Tuesday 20 March 2018

Shark attack surfer Mick Fanning back home 'without a scratch'

Mick Fanning moments before he was knocked off his board by a shark (World Surf League/AP)
Mick Fanning moments before he was knocked off his board by a shark (World Surf League/AP)

A surfer who fought off a shark with his bare hands during a competition in South Africa has returned home to Australia "without a scratch on me".

Mick Fanning, 34, appeared at a news conference in Sydney today before heading home to the Gold Coast with a story he will be telling for the rest of his life.

"It was so close. I'm doing okay, though," he said. "I haven't got a scratch on me. Just more of an emotional, mental sort of trauma right now.

"To walk away from a shark attack with not a scratch on you - it is a miracle really."

Fanning was competing against fellow Aussie Julian Wilson in the final of the JBay Open, the World Surf League event at Jeffreys Bay on South Africa's east coast, when he was bumped off his board by a shark.

In video of the event posted on the World Surf League website, Fanning could be seen scanning the water before a big fin emerged behind him. He turned to deal with the shark, and then lost his board as a wave rolled in and he disappeared from view.

Wilson was paddling towards Fanning and later said that he believed if he could get there with his board, he would at least have a weapon to distract the shark, which he estimated was at least twice the size of Fanning.

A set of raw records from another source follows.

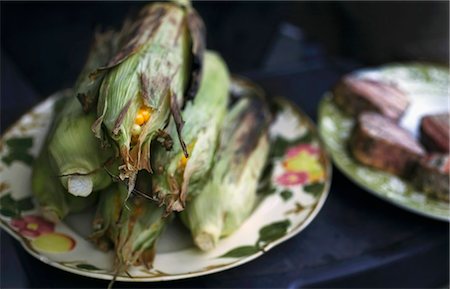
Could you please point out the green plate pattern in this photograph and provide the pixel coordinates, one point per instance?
(427, 87)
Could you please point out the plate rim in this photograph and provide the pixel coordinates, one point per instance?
(107, 276)
(324, 101)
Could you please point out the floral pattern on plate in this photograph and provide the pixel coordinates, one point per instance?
(292, 192)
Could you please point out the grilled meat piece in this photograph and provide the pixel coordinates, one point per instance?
(435, 132)
(380, 143)
(355, 95)
(432, 176)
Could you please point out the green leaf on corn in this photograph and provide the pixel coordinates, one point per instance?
(177, 176)
(53, 198)
(157, 66)
(229, 191)
(130, 225)
(75, 153)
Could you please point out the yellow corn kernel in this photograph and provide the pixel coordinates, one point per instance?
(183, 161)
(145, 113)
(139, 120)
(136, 130)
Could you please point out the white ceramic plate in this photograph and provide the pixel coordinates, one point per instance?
(428, 89)
(291, 196)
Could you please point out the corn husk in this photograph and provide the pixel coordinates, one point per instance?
(176, 176)
(157, 67)
(53, 199)
(130, 225)
(75, 152)
(229, 192)
(86, 89)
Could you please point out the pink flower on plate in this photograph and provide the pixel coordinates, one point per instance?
(292, 178)
(295, 151)
(32, 226)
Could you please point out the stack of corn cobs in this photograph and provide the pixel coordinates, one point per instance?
(154, 126)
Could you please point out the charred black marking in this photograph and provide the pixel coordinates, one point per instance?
(85, 101)
(144, 87)
(150, 21)
(121, 117)
(256, 119)
(164, 139)
(179, 122)
(198, 37)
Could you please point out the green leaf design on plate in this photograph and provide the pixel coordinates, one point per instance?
(265, 183)
(430, 85)
(7, 201)
(20, 143)
(286, 195)
(18, 150)
(13, 208)
(314, 189)
(87, 267)
(25, 204)
(9, 213)
(280, 144)
(242, 251)
(273, 231)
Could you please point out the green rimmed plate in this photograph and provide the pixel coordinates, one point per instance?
(291, 195)
(427, 87)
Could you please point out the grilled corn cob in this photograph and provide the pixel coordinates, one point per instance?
(76, 154)
(157, 66)
(88, 83)
(54, 200)
(229, 192)
(131, 225)
(175, 173)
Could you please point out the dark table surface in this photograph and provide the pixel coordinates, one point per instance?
(357, 240)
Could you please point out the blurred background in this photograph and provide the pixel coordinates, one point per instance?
(49, 41)
(297, 49)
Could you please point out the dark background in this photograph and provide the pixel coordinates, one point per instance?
(49, 41)
(295, 49)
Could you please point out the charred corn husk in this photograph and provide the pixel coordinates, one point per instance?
(87, 86)
(75, 152)
(229, 192)
(53, 199)
(130, 225)
(155, 69)
(109, 209)
(176, 174)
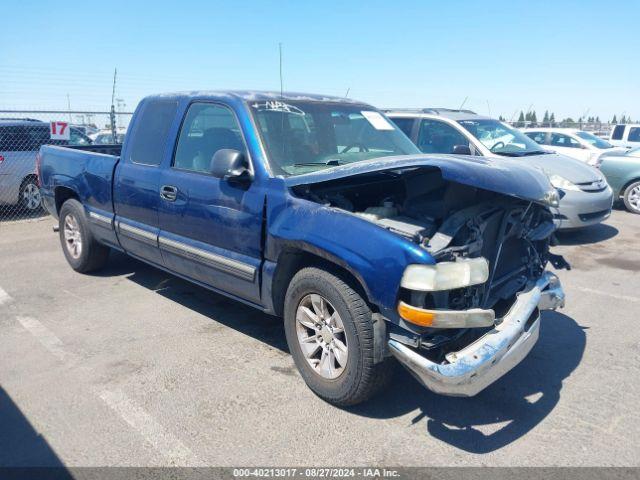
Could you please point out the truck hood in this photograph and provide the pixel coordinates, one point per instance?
(498, 175)
(573, 170)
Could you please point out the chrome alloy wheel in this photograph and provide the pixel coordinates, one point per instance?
(31, 196)
(321, 336)
(72, 236)
(634, 197)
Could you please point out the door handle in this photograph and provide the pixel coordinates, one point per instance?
(169, 193)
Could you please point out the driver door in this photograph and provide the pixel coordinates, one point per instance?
(210, 228)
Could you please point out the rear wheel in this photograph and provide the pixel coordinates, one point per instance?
(80, 248)
(30, 199)
(330, 332)
(631, 197)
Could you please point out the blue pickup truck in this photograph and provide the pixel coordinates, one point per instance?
(321, 211)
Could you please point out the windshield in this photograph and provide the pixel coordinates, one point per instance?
(501, 139)
(593, 140)
(304, 136)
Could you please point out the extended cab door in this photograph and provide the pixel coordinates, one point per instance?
(211, 228)
(137, 180)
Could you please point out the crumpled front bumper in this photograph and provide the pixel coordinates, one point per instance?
(470, 370)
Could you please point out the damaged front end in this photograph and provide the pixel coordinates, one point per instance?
(468, 318)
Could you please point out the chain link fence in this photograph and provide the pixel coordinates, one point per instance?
(22, 133)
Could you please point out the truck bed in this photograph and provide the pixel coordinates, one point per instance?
(86, 170)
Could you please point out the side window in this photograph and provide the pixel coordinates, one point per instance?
(561, 140)
(438, 137)
(404, 124)
(151, 134)
(538, 137)
(206, 129)
(634, 134)
(618, 131)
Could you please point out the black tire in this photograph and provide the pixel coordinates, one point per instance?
(92, 255)
(362, 377)
(29, 189)
(626, 197)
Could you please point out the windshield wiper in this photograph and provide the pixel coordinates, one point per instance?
(333, 162)
(535, 152)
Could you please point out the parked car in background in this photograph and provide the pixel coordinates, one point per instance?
(105, 137)
(320, 210)
(586, 199)
(574, 143)
(20, 141)
(626, 135)
(622, 171)
(86, 129)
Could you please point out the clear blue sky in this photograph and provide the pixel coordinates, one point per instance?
(564, 56)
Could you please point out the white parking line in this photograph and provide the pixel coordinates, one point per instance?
(46, 337)
(170, 446)
(176, 452)
(4, 297)
(625, 298)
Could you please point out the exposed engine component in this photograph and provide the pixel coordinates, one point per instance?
(450, 221)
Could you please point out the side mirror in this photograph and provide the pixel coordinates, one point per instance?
(461, 150)
(230, 164)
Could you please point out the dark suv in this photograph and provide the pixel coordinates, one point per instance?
(20, 140)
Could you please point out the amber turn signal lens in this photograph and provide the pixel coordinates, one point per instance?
(415, 315)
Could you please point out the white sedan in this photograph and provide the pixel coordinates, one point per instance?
(572, 142)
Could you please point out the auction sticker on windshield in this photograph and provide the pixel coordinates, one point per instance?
(377, 120)
(277, 106)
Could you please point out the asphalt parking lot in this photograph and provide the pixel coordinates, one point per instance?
(136, 367)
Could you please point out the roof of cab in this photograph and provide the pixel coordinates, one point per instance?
(253, 95)
(434, 112)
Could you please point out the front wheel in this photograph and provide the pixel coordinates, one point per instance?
(330, 332)
(631, 197)
(82, 251)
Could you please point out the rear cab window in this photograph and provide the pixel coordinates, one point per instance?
(149, 140)
(207, 128)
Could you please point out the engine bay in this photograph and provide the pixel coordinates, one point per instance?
(450, 221)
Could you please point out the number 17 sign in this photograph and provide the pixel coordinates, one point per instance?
(59, 131)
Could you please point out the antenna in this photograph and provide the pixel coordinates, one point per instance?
(281, 81)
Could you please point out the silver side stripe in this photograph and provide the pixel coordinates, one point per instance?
(137, 232)
(100, 218)
(234, 267)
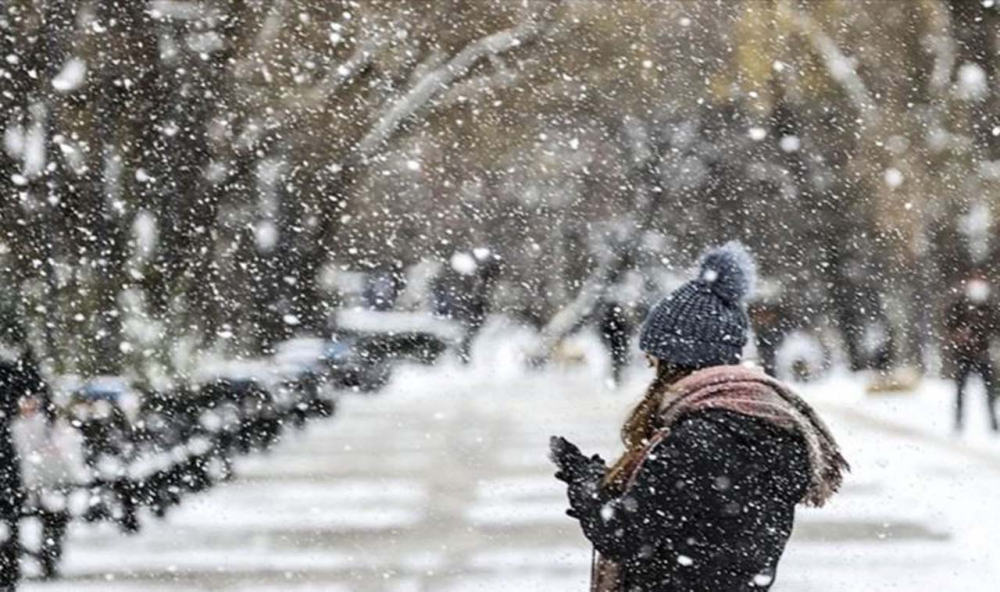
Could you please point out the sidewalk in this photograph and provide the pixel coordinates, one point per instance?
(441, 483)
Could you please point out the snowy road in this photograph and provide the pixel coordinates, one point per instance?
(441, 484)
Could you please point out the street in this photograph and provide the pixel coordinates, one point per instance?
(441, 483)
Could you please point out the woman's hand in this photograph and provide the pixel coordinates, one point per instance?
(583, 475)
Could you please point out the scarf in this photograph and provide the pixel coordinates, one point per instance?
(747, 391)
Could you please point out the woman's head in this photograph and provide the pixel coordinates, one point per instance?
(704, 323)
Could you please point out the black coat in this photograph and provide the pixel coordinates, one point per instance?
(710, 510)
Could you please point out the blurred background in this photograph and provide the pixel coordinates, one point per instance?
(221, 219)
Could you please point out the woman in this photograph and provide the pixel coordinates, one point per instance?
(716, 455)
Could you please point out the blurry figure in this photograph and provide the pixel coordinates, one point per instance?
(769, 320)
(464, 292)
(862, 319)
(382, 289)
(11, 485)
(615, 330)
(971, 322)
(18, 378)
(52, 465)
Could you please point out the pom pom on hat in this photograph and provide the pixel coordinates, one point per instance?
(729, 271)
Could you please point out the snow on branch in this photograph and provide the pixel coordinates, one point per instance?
(840, 67)
(442, 77)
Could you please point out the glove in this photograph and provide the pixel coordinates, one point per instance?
(583, 476)
(572, 464)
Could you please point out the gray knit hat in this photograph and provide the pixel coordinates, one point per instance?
(704, 323)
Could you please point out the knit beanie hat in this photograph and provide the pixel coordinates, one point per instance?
(704, 323)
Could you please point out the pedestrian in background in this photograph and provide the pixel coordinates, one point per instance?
(615, 331)
(971, 323)
(716, 458)
(11, 484)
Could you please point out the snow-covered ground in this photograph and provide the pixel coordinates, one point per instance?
(441, 483)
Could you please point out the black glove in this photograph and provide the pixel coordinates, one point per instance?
(583, 475)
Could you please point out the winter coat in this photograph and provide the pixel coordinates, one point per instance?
(711, 509)
(710, 505)
(970, 326)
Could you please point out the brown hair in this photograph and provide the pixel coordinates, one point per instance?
(642, 423)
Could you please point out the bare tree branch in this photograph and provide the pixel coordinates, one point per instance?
(441, 78)
(838, 65)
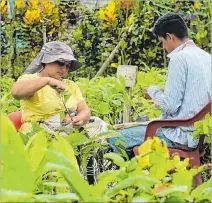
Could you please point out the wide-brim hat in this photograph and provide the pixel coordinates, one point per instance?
(51, 52)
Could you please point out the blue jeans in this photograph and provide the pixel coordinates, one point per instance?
(135, 136)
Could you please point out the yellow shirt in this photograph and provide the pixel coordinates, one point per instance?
(46, 103)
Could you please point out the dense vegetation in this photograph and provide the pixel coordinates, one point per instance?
(39, 167)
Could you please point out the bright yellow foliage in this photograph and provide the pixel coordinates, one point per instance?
(3, 7)
(154, 144)
(108, 14)
(131, 19)
(33, 3)
(197, 5)
(32, 16)
(47, 7)
(19, 4)
(126, 3)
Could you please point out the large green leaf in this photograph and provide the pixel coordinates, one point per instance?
(16, 170)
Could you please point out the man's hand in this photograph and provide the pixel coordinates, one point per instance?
(57, 84)
(146, 95)
(76, 120)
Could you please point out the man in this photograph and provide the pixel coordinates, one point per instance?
(188, 85)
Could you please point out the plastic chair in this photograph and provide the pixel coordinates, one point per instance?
(183, 151)
(16, 117)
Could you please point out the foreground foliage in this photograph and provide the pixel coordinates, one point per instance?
(160, 179)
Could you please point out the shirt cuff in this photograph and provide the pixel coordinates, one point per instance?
(152, 91)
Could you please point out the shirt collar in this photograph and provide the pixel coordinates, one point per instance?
(179, 48)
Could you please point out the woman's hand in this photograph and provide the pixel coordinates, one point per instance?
(57, 84)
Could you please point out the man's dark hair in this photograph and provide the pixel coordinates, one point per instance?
(171, 23)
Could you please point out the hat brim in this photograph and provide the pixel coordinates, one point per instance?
(64, 57)
(75, 65)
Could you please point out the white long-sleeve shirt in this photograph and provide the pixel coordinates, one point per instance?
(187, 90)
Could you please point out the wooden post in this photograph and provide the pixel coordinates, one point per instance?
(129, 73)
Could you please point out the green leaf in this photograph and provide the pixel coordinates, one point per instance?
(181, 189)
(104, 108)
(16, 171)
(57, 197)
(15, 196)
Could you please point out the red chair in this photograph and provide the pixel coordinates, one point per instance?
(15, 117)
(184, 151)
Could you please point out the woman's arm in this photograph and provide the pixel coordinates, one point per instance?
(23, 89)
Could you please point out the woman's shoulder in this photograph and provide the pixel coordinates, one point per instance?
(28, 76)
(70, 83)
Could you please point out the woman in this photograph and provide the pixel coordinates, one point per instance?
(39, 90)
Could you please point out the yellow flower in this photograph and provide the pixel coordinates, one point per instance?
(3, 7)
(126, 3)
(19, 4)
(197, 5)
(154, 144)
(108, 14)
(32, 16)
(131, 19)
(47, 7)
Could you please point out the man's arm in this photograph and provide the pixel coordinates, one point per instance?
(171, 99)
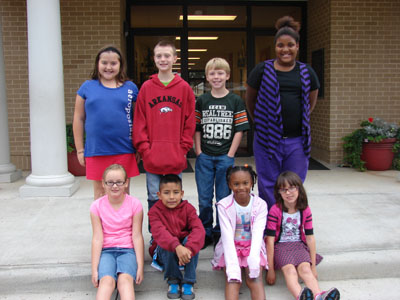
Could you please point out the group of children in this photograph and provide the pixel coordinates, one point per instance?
(166, 117)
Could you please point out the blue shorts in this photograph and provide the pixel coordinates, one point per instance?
(114, 261)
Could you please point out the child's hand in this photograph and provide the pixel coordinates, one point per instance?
(271, 277)
(138, 157)
(139, 276)
(184, 255)
(314, 270)
(81, 158)
(95, 279)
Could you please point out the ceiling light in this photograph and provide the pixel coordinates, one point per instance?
(209, 17)
(199, 38)
(191, 58)
(193, 50)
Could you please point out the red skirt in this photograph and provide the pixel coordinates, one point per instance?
(96, 165)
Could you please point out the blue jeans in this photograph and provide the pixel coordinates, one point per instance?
(153, 186)
(210, 171)
(114, 261)
(171, 267)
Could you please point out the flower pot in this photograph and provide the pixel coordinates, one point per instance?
(378, 156)
(74, 167)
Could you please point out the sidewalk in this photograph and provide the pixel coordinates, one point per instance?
(45, 242)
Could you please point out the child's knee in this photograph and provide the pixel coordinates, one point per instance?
(107, 281)
(124, 280)
(289, 270)
(304, 269)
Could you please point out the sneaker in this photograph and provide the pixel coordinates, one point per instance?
(187, 291)
(155, 264)
(305, 294)
(332, 294)
(207, 242)
(174, 291)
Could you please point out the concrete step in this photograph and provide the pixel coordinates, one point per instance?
(75, 277)
(357, 289)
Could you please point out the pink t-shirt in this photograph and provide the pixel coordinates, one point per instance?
(116, 224)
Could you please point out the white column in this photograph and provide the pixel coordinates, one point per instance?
(8, 172)
(49, 176)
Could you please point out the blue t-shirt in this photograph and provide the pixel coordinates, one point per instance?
(109, 118)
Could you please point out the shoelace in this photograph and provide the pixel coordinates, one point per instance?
(187, 289)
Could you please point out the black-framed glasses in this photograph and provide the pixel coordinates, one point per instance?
(291, 189)
(111, 183)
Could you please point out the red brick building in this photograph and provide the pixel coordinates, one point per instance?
(355, 42)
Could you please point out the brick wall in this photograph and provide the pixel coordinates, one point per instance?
(362, 63)
(318, 35)
(86, 27)
(363, 67)
(15, 49)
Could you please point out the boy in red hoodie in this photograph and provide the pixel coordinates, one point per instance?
(164, 121)
(179, 235)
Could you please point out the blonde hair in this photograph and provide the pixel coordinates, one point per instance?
(112, 168)
(218, 63)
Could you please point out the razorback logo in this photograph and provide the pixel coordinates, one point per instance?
(165, 109)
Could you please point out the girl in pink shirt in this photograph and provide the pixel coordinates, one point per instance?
(290, 240)
(117, 243)
(241, 248)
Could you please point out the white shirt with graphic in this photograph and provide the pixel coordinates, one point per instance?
(243, 222)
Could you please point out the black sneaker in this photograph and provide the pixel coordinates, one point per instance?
(208, 240)
(305, 294)
(174, 291)
(332, 294)
(187, 292)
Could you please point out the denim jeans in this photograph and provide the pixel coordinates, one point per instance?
(114, 261)
(210, 171)
(171, 266)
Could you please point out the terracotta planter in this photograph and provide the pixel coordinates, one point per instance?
(74, 167)
(378, 156)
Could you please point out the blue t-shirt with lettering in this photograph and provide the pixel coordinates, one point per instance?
(109, 118)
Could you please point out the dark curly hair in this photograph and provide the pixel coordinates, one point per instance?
(245, 168)
(287, 26)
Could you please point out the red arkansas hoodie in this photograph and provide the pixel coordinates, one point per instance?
(164, 125)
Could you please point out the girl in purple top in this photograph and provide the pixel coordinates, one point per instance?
(117, 243)
(290, 240)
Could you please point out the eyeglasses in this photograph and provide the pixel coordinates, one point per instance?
(111, 183)
(291, 189)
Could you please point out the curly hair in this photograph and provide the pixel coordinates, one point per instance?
(287, 26)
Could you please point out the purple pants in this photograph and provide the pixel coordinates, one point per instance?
(289, 156)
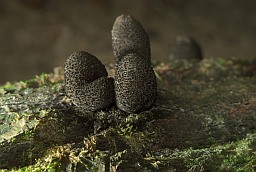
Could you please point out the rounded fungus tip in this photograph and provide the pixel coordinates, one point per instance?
(86, 82)
(129, 36)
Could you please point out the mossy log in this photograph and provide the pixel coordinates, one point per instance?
(204, 119)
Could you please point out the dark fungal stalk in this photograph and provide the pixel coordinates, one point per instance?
(86, 82)
(135, 82)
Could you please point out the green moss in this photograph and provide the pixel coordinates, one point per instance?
(200, 122)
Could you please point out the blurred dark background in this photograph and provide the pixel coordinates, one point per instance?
(37, 35)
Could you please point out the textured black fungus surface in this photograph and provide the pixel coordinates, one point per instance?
(96, 95)
(86, 82)
(185, 47)
(135, 84)
(129, 36)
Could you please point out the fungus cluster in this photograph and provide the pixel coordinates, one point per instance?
(134, 86)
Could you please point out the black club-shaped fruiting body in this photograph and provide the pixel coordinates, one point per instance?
(86, 82)
(135, 81)
(129, 36)
(135, 84)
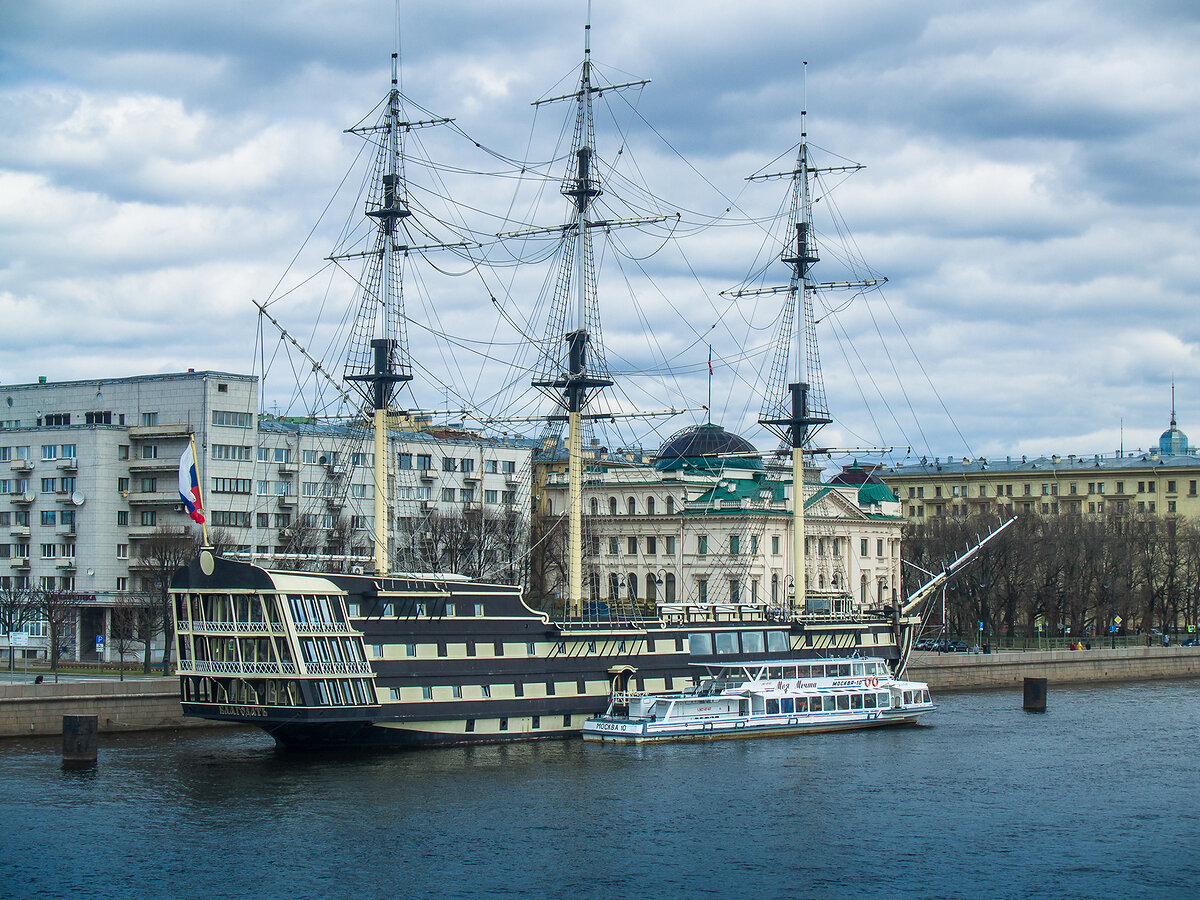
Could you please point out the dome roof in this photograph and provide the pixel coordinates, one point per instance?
(708, 445)
(1173, 442)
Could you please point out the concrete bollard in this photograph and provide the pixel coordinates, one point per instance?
(1035, 695)
(79, 742)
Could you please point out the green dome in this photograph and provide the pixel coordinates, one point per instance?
(708, 447)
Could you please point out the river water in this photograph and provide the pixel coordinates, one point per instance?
(1097, 797)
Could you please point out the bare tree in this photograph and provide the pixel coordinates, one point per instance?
(17, 609)
(162, 555)
(124, 617)
(59, 611)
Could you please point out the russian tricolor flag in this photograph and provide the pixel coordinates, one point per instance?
(190, 486)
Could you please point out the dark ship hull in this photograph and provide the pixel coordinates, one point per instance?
(324, 661)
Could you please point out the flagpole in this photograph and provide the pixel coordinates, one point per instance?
(196, 462)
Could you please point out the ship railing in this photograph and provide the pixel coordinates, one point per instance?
(623, 697)
(231, 627)
(337, 667)
(318, 628)
(217, 667)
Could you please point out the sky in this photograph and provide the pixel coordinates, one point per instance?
(1030, 192)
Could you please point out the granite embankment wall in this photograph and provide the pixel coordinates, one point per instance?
(971, 671)
(118, 706)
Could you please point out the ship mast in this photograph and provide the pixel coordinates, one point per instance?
(577, 371)
(378, 361)
(795, 406)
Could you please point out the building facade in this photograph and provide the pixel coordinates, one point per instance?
(89, 475)
(1161, 481)
(705, 521)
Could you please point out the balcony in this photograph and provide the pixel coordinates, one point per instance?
(145, 432)
(157, 465)
(159, 498)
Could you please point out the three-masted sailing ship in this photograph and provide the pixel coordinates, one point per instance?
(395, 659)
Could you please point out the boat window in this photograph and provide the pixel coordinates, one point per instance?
(751, 642)
(700, 643)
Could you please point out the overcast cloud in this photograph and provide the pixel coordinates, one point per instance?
(1030, 192)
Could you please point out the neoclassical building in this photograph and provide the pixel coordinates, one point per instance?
(706, 521)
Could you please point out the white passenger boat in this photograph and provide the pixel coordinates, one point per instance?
(738, 700)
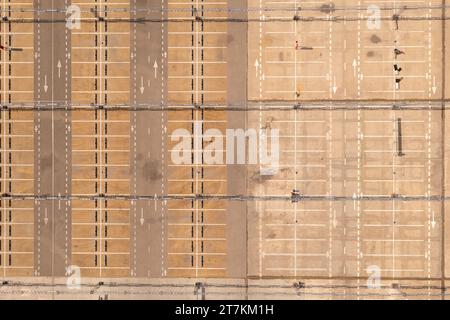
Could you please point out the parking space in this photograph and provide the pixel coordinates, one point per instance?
(197, 77)
(101, 139)
(17, 135)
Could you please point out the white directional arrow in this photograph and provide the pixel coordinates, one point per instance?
(434, 85)
(45, 84)
(46, 217)
(354, 67)
(155, 66)
(59, 68)
(257, 67)
(142, 217)
(142, 85)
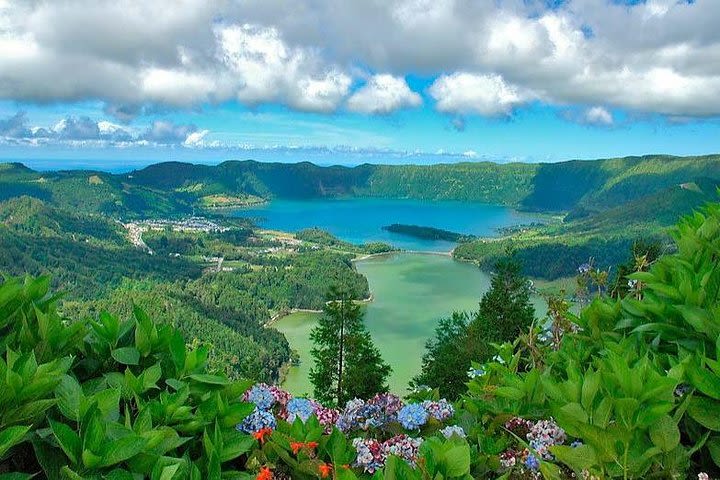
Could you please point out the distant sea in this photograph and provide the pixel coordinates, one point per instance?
(360, 220)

Fanning said at first he tried to swim away but then decided to defend himself, and turned to punch the shark in the back. He was next seen furiously swimming towards a boat, where he was helped out of the water and back to shore.

He recounted the events immediately to fans gathered around him on the beach, and only later, when the adrenalin subsided, did the tears kick in as he realised just how close he had come to serious injury or death.

Today, he said he felt so "insignificant" compared with the size and speed of the shark, but did not hold any grudges against the predator because he knew "we are in their domain".

"Thanks for not eating me," he said, joking about his interaction with the shark.

Fanning said he could sense the shark looming behind him, and turned to see it just as contact was made.

"I thought 'Let's see what happens'. Like anything, you want to go down fighting," he said.

"I don't know why it didn't bite. I was on top of it, trying to put my board between us. It was just flight or fight, I just ran on instinct. Once my board was gone, I thought that was it. I was just waiting for it to come and take a leg or two. I guess I'm lucky it wasn't my time."

Fanning said he definitely plans to return to surfing, though he does not know when. He also plans to again travel to JBay, an area he considers among the three most beautiful places in the world.

Wilson has been nominated for a bravery award by the Queensland state premier Annastacia Palaszczuk.

Fanning agreed Wilson's support, and the quick reaction of the rescue boats and other watercraft, helped him out of danger.

"He just gave all regard up for himself, and came for me," Fanning said. "He was so brave... like a warrior. Thanks bud."